IT’S often seen as a desperate struggle by a handful of hardy Anzacs against the might of the Ottoman Empire, ordered by bumbling British brass who sat well clear of the action.
Now an exhibition at Portsmouth’s National Museum of the Royal Navy is seeking to challenge public perception of the Gallipoli campaign.
The fighting that took place on the Turkish peninsula in the First World War is the subject of Gallipoli: Myth and Memory, which has opened to mark the centenary of the conflict.
Museum strategic development executive Nick Hewitt said: ‘The exhibition is designed to put the Royal Navy back at the heart of the Gallipoli story. The importance of the navy’s contribution from Royal Marines, the submarine service, the Royal Naval Air Service and the surface fleet is too often overlooked by history.

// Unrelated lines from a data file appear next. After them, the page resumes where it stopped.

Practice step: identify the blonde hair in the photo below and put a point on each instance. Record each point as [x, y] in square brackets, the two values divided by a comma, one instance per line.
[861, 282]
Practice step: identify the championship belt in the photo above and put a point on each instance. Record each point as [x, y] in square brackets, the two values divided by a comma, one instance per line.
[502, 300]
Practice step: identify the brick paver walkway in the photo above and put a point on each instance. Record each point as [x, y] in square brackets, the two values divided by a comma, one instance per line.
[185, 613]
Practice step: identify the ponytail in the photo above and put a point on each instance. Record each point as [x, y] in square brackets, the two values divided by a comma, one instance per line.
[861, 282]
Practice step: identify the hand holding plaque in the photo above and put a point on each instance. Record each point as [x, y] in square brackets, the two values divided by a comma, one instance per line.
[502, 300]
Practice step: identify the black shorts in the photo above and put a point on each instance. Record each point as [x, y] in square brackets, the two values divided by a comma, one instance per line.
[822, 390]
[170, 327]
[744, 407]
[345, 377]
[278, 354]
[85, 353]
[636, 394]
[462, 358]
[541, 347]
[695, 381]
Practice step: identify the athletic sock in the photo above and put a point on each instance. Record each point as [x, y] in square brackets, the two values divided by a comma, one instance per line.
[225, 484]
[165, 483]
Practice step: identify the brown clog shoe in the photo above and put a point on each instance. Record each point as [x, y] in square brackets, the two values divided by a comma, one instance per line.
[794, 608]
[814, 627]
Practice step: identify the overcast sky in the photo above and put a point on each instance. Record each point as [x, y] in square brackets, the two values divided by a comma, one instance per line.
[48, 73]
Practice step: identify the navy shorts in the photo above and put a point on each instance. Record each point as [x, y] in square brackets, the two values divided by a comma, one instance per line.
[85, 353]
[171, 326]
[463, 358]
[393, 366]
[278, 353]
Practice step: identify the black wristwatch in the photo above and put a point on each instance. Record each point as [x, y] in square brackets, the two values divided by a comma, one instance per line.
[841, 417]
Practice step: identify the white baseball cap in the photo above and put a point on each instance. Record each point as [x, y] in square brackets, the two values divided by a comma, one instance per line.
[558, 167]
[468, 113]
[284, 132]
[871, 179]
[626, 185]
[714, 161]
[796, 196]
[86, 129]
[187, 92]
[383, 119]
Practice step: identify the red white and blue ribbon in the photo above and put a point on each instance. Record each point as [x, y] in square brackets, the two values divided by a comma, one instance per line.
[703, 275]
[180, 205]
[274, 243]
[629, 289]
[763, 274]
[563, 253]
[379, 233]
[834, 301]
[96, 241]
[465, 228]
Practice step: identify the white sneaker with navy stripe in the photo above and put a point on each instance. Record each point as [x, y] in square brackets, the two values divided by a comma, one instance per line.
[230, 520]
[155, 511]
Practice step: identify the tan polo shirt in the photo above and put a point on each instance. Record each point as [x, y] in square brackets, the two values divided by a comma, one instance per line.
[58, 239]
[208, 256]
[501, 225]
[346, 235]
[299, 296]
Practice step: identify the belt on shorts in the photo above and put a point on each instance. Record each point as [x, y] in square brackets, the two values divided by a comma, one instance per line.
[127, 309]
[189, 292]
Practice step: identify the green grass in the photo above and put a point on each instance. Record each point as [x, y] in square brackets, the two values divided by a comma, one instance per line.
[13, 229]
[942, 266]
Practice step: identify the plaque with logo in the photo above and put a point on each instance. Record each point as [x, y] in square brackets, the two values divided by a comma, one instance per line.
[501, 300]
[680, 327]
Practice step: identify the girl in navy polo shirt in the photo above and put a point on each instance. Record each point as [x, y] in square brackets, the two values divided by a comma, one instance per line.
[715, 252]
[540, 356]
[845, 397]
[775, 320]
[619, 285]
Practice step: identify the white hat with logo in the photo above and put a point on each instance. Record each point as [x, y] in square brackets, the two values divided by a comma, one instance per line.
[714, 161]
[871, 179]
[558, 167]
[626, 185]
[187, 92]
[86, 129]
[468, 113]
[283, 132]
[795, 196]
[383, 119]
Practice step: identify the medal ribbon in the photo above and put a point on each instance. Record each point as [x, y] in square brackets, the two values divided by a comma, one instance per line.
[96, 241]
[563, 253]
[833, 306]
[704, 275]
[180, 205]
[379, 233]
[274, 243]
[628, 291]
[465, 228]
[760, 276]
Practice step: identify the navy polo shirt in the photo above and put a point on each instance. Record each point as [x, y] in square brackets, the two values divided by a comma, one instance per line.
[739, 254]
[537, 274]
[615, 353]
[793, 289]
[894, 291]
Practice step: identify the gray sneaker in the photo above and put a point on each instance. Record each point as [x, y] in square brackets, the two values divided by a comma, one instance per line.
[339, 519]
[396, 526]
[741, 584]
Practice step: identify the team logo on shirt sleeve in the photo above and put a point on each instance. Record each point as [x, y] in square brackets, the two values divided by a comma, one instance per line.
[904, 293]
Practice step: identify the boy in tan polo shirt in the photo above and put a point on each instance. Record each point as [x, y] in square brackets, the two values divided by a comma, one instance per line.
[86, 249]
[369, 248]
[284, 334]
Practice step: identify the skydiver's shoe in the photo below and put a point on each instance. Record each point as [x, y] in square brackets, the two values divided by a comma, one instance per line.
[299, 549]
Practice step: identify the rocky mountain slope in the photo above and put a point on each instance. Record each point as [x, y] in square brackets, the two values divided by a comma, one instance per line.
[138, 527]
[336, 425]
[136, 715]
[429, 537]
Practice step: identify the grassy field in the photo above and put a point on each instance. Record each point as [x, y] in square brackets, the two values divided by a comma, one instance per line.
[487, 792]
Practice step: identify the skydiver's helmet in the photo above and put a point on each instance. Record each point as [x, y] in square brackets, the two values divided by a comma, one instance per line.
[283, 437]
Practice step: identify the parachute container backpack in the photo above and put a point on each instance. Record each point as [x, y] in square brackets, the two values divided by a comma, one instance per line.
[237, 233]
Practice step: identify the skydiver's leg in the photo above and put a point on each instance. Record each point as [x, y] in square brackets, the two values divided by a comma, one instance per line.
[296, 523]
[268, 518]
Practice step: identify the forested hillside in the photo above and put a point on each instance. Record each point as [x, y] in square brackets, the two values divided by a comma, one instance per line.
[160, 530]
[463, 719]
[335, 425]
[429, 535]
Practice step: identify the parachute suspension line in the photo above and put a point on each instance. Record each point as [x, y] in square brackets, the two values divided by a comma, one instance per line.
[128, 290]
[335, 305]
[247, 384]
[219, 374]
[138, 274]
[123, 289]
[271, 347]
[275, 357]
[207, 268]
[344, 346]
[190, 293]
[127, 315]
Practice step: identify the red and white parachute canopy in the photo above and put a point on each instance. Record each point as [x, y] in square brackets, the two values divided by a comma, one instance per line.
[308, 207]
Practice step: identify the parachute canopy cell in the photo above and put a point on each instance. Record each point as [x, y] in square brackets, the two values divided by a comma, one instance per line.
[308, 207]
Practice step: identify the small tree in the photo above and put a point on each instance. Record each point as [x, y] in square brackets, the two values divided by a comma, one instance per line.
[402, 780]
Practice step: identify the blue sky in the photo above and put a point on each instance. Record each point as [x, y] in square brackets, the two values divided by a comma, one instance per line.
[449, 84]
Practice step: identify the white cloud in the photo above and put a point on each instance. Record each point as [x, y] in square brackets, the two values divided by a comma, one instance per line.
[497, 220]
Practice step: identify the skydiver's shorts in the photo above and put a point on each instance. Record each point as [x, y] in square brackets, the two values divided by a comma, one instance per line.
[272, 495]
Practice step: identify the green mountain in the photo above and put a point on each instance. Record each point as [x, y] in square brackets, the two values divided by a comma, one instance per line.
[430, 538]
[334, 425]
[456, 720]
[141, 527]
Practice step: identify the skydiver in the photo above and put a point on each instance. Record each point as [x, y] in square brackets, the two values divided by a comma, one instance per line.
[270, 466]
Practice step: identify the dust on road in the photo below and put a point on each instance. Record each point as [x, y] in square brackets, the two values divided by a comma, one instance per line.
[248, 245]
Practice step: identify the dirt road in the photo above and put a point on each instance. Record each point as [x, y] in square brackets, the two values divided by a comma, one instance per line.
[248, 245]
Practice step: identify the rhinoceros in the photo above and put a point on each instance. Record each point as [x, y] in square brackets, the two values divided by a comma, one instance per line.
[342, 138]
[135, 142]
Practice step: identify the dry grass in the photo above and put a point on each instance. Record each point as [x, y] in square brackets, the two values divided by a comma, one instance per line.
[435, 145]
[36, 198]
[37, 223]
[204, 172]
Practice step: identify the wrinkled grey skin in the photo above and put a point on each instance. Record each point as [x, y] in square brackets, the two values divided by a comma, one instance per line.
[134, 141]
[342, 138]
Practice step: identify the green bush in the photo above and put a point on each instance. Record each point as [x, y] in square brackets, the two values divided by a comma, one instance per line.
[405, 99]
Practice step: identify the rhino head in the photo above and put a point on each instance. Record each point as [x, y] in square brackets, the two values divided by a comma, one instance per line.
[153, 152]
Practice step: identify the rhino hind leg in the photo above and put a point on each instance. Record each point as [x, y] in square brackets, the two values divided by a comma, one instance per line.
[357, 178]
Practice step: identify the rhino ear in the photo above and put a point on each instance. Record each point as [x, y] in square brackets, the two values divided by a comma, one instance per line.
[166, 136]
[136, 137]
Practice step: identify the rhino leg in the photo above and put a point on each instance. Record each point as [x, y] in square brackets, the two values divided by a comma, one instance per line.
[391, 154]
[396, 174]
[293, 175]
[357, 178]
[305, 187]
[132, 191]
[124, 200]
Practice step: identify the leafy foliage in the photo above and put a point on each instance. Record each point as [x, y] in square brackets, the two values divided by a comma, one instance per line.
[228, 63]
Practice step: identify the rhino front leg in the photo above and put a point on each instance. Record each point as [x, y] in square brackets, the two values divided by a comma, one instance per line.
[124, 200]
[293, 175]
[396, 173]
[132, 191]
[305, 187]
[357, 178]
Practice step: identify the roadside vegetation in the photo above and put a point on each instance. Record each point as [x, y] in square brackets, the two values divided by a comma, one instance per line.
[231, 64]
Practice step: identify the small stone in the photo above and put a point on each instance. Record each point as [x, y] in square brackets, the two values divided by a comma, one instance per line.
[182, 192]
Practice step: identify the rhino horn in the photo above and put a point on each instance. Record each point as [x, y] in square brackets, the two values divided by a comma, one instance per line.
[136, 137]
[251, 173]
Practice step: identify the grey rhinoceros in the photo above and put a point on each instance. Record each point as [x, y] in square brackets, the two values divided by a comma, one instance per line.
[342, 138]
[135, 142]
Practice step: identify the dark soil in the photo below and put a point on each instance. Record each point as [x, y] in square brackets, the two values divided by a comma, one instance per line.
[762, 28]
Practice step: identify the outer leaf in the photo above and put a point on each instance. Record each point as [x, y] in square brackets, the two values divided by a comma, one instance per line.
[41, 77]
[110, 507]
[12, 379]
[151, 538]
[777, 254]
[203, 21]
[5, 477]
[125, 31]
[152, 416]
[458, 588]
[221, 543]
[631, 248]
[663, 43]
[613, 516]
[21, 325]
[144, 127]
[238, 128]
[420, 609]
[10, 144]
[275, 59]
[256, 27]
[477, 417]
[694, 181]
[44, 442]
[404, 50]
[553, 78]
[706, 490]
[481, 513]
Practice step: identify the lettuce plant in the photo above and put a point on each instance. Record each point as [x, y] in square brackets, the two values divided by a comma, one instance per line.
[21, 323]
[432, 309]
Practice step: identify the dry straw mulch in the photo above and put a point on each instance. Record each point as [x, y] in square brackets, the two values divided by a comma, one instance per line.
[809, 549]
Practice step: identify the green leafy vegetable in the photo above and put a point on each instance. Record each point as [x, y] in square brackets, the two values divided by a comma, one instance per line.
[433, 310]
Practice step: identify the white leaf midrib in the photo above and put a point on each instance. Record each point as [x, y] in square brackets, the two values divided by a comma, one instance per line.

‘We also try to explain why on earth Britain is at war with Turkey in the first place, which might seem illogical for a modern audience.’
Mr Hewitt said despite the myths surrounding the campaign, Gallipoli was an operation planned, and executed by British, French and Anzac commanders working in coalition. As well as telling the story of the conflict, the exhibition showcases items including diaries, models, uniforms and guns.
There is a half-destroyed periscope, a collection of chits for water collection and a ship’s anchor, and every object tells a story.
Mr Hewitt said: ‘This is the first exhibition we’ve done where we have been able to draw on resources from all five of the Royal Navy museums, which is exciting.’
The exhibition will coincide with the opening of gunship M33 to the public on August 6. The vessel is the only remaining ship that took part in the Gallipoli campaign and is being refurbished in a drydock at the dockyard.
Museum spokeswoman Jacquie Shaw said the exhibition was made up of more than 80 objects. She said: ‘The first thing people think about the First World War is that it was a trench war, but as this demonstrates it was worldwide conflict with a significant role played by the Royal Navy.’ The exhibition runs until January.